Leyla McCalla – Singing in Haitian Creole, French and English and accompanied by her own haunting cello playing, Leyla McCalla digs deep into the roots tying Haiti and New Orleans together. A Day for the Hunter, A Day for the Prey is an exploration of the oppressed and the oppressor and an excellent follow up to her previous release where she put music to the words of Langston Hughes.
The Roamin’ Jasmin –Taylor Smith, leader and bass player of The Roamin’ Jasmine, once again demonstrates with his band’s second release his genius at fresh, upbeat arrangements of obscure blues, jazz, rockabilly and R&B tunes. An amazing achievement for this young New Orleans transplant. I’d be remiss if I didn’t mention that his five original numbers, including the title track Blues Shuffle Heart, are quite good.
Meschiya Lake –She is such a kick. In fact, you and your partner will be kicking up your heels on the living room rug every time you play Bad Kids Club, released December of last year but close enough to count in this year’s summary. Looking for the slow number, no problem. Her songs are listed by beats per second. This release showcases a singer and band arriving at peak performance.

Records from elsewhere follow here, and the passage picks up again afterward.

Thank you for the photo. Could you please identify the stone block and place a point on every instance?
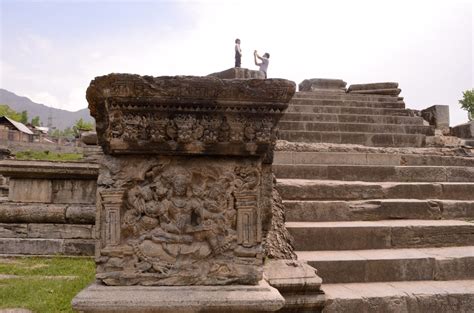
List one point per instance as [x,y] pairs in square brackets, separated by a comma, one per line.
[13,230]
[21,190]
[81,214]
[325,84]
[185,299]
[60,231]
[89,138]
[291,275]
[238,73]
[29,246]
[438,116]
[464,130]
[13,212]
[386,92]
[73,191]
[372,86]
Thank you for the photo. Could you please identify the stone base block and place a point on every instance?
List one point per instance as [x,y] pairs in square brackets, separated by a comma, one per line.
[183,299]
[298,284]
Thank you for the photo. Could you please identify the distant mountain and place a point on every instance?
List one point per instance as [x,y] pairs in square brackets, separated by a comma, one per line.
[60,118]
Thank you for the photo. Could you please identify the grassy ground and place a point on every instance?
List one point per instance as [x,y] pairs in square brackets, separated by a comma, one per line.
[43,284]
[47,156]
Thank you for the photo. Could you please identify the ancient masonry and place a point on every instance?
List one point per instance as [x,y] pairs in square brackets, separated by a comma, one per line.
[378,198]
[375,201]
[184,194]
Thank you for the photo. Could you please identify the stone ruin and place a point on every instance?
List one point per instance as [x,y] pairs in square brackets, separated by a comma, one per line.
[184,192]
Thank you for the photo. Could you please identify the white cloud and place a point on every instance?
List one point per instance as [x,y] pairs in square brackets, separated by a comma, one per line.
[426,46]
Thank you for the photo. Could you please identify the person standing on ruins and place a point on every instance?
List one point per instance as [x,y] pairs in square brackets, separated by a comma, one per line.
[264,64]
[238,53]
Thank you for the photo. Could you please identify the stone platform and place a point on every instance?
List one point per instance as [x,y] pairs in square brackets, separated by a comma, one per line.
[182,299]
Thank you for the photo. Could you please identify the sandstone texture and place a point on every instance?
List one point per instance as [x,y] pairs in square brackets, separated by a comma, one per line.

Lena Prima – Blessed with a strong voice and famous pedigree, Lena Prima and the Lena Prima Band demonstrate that hard work doesn’t hurt either. This tight group has provided countless evenings entertaining Carousel Room patrons at the Monteleone Hotel. And that experience pours out in the nearly solid hour of hip-swinging numbers on Live at the Dew Drop Jazz & Social Hall. Play this release, close your eyes and transport yourself.
Cha Wa -. With vocals by Creole Wild West Spyboy Honey Banister and J’Wan Boudreaux, grandson of Big Chief Monk Boudreaux, Funk ‘n’ Feathers is helping to expand the audience for the music of the Mardi Gras Indian — a truly original cultural tradition in New Orleans. The release got a lot of play not only on my show but also other KAOS world music programs in our shared weekday time block. If you’re familiar with Mardi Gras Indian songs, you’ve heard it all before. But not quite this way.
Roddie Romero & the Hub-City All-Stars – I have not been totally faithful to New Orleans on my radio show this year and this group is one reason why I’ve been reaching upriver to Lafayette for additional tunes. The product of boyhood friends Roddie Romero and keyboardist/songwriter Eric Adcock, Gulfstream makes rural Louisiana come so alive you can smell the salt tang of the bayou just by listening to it. (Breaking News – Gulfstream is a 2017 Grammy nominee for Best Regional Roots Music Album. Here’s more about the album.
Darcy Malone and the Tangle – Still Life has a retro Alt Band feel with some fun twists . Clearly, the Tangle is not your typical Frenchmen Street band. But it could only happen in New Orleans. Darcy is the daughter of The Radiator’s guitarist Dave Malone, and the saxophone and keyboards that keep things interesting are by LSU music grad Jagon Eldridge. Here’s your proof that the NOLA music scene continues to grow.
Cowboy Mouth: Speaking of which, this band has been challenging the New Orleans music stereotype for 25 years. The Name of the Band Is… provides new recordings of nine of the band’s regular live show songs and three fresh tracks.The band’s strength continues to be drummer Fred LeBlanc’s sharp and clear vocals that showcases the lyrics, which you want to hear, while still allowing you to rock out.